Other People’s Children

just got home from a night at my neighbours. Petra and Tony have just had baby no. 2 and I said before Christmas that if needed I’d come down and watch baby no. 1, Liam, if they needed.

Last night, Petra went into labour and I went downstairs. Liam woke up in the middle of the night and started crying for his Mum. He was quite when he saw me but cried as soon as I left the room. Well it must be a bit of shock waking up and seeing your upstairs neighbour in your room and no sign of your parents! So I slept on the day bed in Liam’s room. d

On Tuesday, I’m going to have dinner with Jo and see ‘godchild’ 6.

Next weekend, I’m spending Saturday in Watford looking after Oliver.
At some point this week, I need to spend some time with godchildren 2 to 4 (fortunately they are all under one roof), Luc and I have a new book to start and Helene has something she wants to tell only me. who knows what Elise and Josh will want when I get there.

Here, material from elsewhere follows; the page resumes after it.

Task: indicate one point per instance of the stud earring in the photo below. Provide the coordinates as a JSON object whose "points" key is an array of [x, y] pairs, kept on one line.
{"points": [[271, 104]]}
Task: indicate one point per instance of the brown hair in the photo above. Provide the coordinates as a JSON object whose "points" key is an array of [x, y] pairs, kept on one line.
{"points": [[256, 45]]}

It’s a staple of chick lit that single people get asked to godparent because they are single and we are supposed to resent it. In truth, sometimes I am so sad that I don’t have children and that I probably won’t now. Harder than that is the way, my singleness is considered by society to be less valuable, less important than that of ‘hardworking’ families.

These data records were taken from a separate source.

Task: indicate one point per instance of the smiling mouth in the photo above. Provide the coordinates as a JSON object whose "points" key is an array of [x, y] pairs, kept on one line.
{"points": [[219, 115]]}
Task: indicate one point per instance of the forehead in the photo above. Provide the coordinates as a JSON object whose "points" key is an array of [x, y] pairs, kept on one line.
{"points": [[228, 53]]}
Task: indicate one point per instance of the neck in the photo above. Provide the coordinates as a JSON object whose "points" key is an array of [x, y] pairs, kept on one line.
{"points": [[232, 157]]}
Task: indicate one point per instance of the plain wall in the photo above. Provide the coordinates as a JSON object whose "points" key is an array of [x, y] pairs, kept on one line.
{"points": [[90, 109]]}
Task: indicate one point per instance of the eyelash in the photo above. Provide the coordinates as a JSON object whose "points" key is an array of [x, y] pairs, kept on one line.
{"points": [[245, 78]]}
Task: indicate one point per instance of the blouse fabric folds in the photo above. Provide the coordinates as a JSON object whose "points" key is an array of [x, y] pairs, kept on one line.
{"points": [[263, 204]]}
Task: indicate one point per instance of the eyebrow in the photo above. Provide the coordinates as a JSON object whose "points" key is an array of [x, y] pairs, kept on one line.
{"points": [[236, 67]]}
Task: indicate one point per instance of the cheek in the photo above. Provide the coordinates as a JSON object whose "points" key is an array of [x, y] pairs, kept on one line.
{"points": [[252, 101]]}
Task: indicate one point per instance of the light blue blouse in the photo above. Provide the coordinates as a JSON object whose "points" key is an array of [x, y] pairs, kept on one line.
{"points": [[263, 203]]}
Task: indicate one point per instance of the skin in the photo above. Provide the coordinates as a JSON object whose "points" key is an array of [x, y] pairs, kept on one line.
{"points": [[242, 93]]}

I work hard and I do contribute and last night Tony was able to be at the hospital, with his wife because I could just go downstairs and sleep in Liam’s room. Ben and Laura can go out and have some time by themselves because I’m having Oliver. Ryan (who is now 26) had a place to go when he was a stroppy teenager, because I had a space he could stay and didn’t have to worry about putting the kids to bed. My godchildren have a space in me that isn’t their parents but is a safe space. It does take more than parents to raise a child, it takes a whole heap of family and friends and even society and I’m a big part of that. So there.